I Am The Woman

http://dl.lib.brown.edu/repository2/repoman.php?verb=render&id=120187698...

"I AM THE WOMAN" is a poem in the journal Poetry, October 1912 (1.1). When I read it through the first time it reminded me of the journal we read previously, The Free Woman. The poem seems to start out with talking about what and who the woman was- obedient. It follows with "Locked up her mouth from scornful speaking; now it is open to speak". As I continued to read there are a few lines that made my thoughts go in two different directions and I am not completely sure which direction is more correct. The lines start with "I am also the Mother.." and ends with "..I soothed him and laid him to rest" (p 4, 4-14). The beginning of these lines make me think of war and nurturing or healing the hurt, but then as it goes on I wonder if the poem speaks of nurturing the dying or laying with men. Parts of the poem really made me think of prostitution and I recalled from British Woman Writers of the Great War, "contributed to women's economic, social and sexual emancipation" (p 85). It sounds like it suggests that woman did not have a choice after the war because they were forced to retain the positions in the home that they once had and not all women could handle going backwards.

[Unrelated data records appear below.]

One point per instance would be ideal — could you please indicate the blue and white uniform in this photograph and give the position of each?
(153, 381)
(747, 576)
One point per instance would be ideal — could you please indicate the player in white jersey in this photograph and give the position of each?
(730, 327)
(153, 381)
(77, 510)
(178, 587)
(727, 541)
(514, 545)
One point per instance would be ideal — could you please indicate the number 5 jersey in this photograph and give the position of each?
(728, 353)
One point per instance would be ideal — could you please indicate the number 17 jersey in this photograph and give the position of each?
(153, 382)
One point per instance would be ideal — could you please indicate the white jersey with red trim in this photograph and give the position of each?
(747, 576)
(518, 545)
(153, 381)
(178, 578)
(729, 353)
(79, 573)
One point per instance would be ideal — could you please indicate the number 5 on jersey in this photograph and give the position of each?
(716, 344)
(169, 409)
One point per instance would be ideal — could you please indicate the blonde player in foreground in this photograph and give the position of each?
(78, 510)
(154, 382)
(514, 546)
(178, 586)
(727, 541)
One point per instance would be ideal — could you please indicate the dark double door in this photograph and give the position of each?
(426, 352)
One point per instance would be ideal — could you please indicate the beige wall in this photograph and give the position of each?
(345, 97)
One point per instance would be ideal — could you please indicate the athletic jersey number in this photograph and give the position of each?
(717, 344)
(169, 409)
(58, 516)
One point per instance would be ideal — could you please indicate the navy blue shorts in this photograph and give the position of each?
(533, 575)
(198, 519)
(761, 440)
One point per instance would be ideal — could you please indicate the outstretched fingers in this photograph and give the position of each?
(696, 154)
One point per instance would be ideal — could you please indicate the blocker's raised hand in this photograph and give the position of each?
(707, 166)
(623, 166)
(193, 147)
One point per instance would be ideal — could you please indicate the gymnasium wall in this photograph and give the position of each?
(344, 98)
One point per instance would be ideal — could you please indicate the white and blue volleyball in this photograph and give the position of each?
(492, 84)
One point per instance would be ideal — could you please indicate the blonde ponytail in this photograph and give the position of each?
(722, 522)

"Loosing upon us the wounding joy and the wasting sorrow of life." This line made me think that the women are fighting for their voice and fighting to be themselves outside of the traditional obedient housewife. By denying them their voice they are wasting their lives, because they are not being given the freedom to be more than who they are and more than what they are told to be. What confused me the most was after reading this poem and noting the author of it, William Vaughn Moody, is male. Was the author male and shared the beliefs and views of many women from this time or was it a woman disguising herself as a man, because of the fear of speaking out? I am not entirely sure. With each read I have different thoughts that pop into my head and I am not entirely sure of the direction or the focus of this poem. It could be women's sufferage and/or war or something different entirely.